Le cose stanno effettivamente così, il multiverso non è una spiegazione scientifica. Italo Mazzitelli, dell’Istituto Nazionale di Astrofisica, lo considera addirittura «un vero e proprio dogma di fede in campo scientifico» (I. Mazzitelli, E se Dio esistesse?, Gremese 2008, pag. 39). Va chiaramente detto che nemmeno l’ipotesi del disegno intelligente è da considerarsi scientifica, come giustamente scrive il fisico italiano Ugo Amaldi: «sia la risposta del Dio creatore che quella del Principio antropico applicato al Multiverso si collocano entrambe al di fuori dei confini del sapere scientifico» (U. Amaldi, in Complessità, evoluzione, uomo, Jaca Book 2011, p.16).

Il celebre cosmologo Edward Harrison ha tuttavia fatto notare: «La regolazione fine dell’universo fornisce prima facie una prova del progetto deistico. Basta scegliere: puro caso che richiede moltitudini di universi oppure progetto che ne richiede uno solo. Molti scienziati, quando ammettono le loro opinioni, propendono per l’argomento teleologico o del progetto» (E. Harrison, Mask of the Universe, Macmillan 1985, p. 252). Il premio Nobel per la fisica Arno Penzias ha invece usato l’ironia rispetto agli universi paralleli: «Alcune persone si trovano a disagio davanti a un mondo creato per una finalità. Per escogitare cose che contraddicano la finalità, tendono a esprimere congetture su cose che non hanno mai visto» (citato in D. Brian, Genius Talk, Plenum 1995). La spiegazione del progetto/progettista è semplice, ordinata ed elegante mentre il concetto della comparsa dal nulla e grazie al caso di infiniti universi paralleli capaci di autogenerarsi l’un l’altro grazie a complicatissime leggi fisiche è assai complessa e piena zeppa di difficoltà logiche, oltre a rappresentare una violazione estrema del principio di Occam, ossia del cercare teorie che non comportino una moltiplicazione non necessaria delle ipotesi. Se si è onesti intellettualmente, non c’è gara tra le due risposte.

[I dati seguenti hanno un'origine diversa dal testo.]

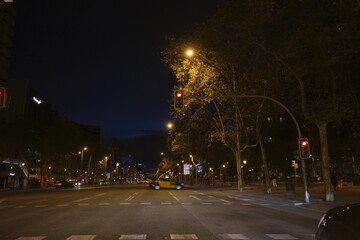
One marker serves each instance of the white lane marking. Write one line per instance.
(101, 194)
(195, 197)
(130, 198)
(81, 237)
(233, 236)
(82, 199)
(133, 236)
(281, 236)
(37, 201)
(31, 238)
(183, 236)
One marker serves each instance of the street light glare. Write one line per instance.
(189, 52)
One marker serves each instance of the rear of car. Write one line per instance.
(167, 183)
(63, 184)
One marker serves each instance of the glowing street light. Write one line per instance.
(189, 52)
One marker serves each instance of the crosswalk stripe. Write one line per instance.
(81, 237)
(281, 236)
(233, 236)
(133, 236)
(183, 236)
(31, 238)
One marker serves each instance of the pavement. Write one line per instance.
(280, 194)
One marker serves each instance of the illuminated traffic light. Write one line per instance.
(179, 100)
(304, 148)
(294, 164)
(2, 97)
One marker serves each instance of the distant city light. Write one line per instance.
(37, 100)
(189, 52)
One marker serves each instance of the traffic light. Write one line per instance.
(179, 99)
(2, 97)
(304, 148)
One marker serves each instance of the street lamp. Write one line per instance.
(189, 52)
(82, 159)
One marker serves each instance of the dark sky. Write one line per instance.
(98, 62)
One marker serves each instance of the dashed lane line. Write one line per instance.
(132, 236)
(192, 196)
(81, 237)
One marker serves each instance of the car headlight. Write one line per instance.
(322, 222)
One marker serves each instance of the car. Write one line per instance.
(63, 184)
(167, 183)
(342, 222)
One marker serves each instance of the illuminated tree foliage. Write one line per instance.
(303, 53)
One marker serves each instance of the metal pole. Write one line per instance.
(307, 195)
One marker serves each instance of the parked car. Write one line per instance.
(341, 222)
(63, 184)
(167, 183)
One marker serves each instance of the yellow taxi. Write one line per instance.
(167, 183)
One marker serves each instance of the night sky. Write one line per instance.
(98, 62)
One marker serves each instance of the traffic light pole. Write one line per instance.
(307, 195)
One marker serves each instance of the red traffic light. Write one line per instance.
(304, 148)
(179, 94)
(304, 143)
(179, 99)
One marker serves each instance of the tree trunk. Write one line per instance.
(239, 172)
(264, 158)
(329, 190)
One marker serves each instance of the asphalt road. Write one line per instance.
(139, 212)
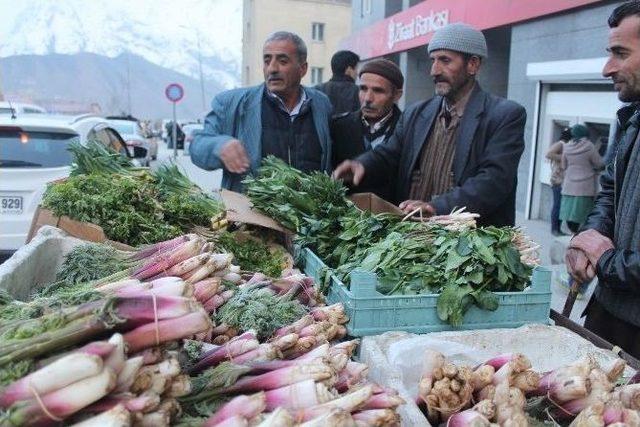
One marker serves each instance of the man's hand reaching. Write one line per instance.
(350, 171)
(234, 157)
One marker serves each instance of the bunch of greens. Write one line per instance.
(94, 157)
(259, 309)
(253, 254)
(464, 266)
(132, 206)
(126, 207)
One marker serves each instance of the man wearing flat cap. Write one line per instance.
(460, 148)
(380, 87)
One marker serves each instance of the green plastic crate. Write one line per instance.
(371, 313)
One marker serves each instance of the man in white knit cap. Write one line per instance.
(460, 148)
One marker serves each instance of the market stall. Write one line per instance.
(188, 311)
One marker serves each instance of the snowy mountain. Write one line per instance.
(170, 34)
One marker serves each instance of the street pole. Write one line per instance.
(174, 135)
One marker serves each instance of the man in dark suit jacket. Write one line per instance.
(460, 148)
(354, 133)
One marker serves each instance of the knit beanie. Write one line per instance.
(579, 131)
(384, 68)
(459, 37)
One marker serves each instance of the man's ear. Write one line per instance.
(397, 95)
(473, 65)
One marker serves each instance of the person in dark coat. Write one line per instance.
(354, 133)
(608, 244)
(341, 88)
(458, 149)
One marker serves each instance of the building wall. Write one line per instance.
(263, 17)
(573, 35)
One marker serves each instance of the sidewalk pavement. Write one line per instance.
(551, 248)
(552, 256)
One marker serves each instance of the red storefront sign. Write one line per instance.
(415, 26)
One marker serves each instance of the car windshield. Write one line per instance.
(124, 128)
(20, 149)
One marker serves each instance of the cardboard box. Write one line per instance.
(240, 209)
(371, 202)
(81, 230)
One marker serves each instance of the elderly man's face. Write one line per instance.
(377, 96)
(623, 66)
(451, 72)
(282, 68)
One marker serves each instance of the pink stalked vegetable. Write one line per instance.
(245, 406)
(235, 347)
(377, 417)
(64, 371)
(335, 417)
(468, 418)
(280, 378)
(263, 352)
(383, 401)
(205, 289)
(349, 402)
(62, 402)
(294, 396)
(286, 341)
(167, 330)
(629, 395)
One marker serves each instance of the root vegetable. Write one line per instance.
(526, 381)
(482, 377)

Ma chi l’ha detto che una è per forza alternativa all’altra? Un’interessante riflessione arriva dal filosofo della scienza e matematico John Lennox, docente presso l’ Università di Oxford. «In fin dei conti», ha scritto, «gli universi paralleli potrebbero essere opera di un Creatore. L’elemento sorpresa e la necessità di spiegazione sussistono all’interno di qualunque universo in cui si osservi il fine tuning. Dopo tutto, la probabilità che una data persona ottenga una serie di dieci 6 consecutivi gettando un dado non è modificata dal fatto che vi possono essere molte persone intente a gettare dadi nella stessa città e nello stesso momento» (J. Lennox, Fede e scienza, Armenia 2007, p. 93).

Il filosofo Richard Swinburne, professore emerito dell’University di Oxford, ha a sua volta confermato l’assenza di una inevitabile alternativa. Anzi, da devoto cristiano non avrebbe nemmeno problemi ad aderire all’ipotesi di un multiverso ristretto (cioè formato soltanto da universi che hanno un tipo di materia simile al nostro universo, governati da leggi della stessa forma delle nostre ma contenenti costanti differenti): «Il fatto che il multiverso sia governato da leggi molto generali, sufficientemente semplici da comprendere per noi (come devono essere se vogliamo essere giustificati nel postulare un multiverso) significa che tutti gli oggetti materiali in tutto il multiverso hanno gli stessi semplici poteri e obblighi generali l’uno verso l’altro. Dovremmo cercare di trovare una spiegazione di questo fatto, che colpisce molto. E abbiamo la stessa ragione di prima per postulare Dio come tale spiegazione» (R. Swinburne, Esiste un Dio?, Lateran University Press 2013, p.76).

Tirando le conclusioni, l’ipotesi degli universi paralleli (multiverso) non soltanto non sembra affatto reggere il confronto con la semplicità dell’ipotesi teleologica, a nostro avviso ben più appetibile per un onesto indagatore razionale. Ma, ancor più importante, la congettura di un multiverso ristretto può anche coesistere tranquillamente senza entrare in alternativa con la creazione divina. Al massimo, sposterà soltanto il problema iniziale: “perché esiste il tutto anziché il nulla?”.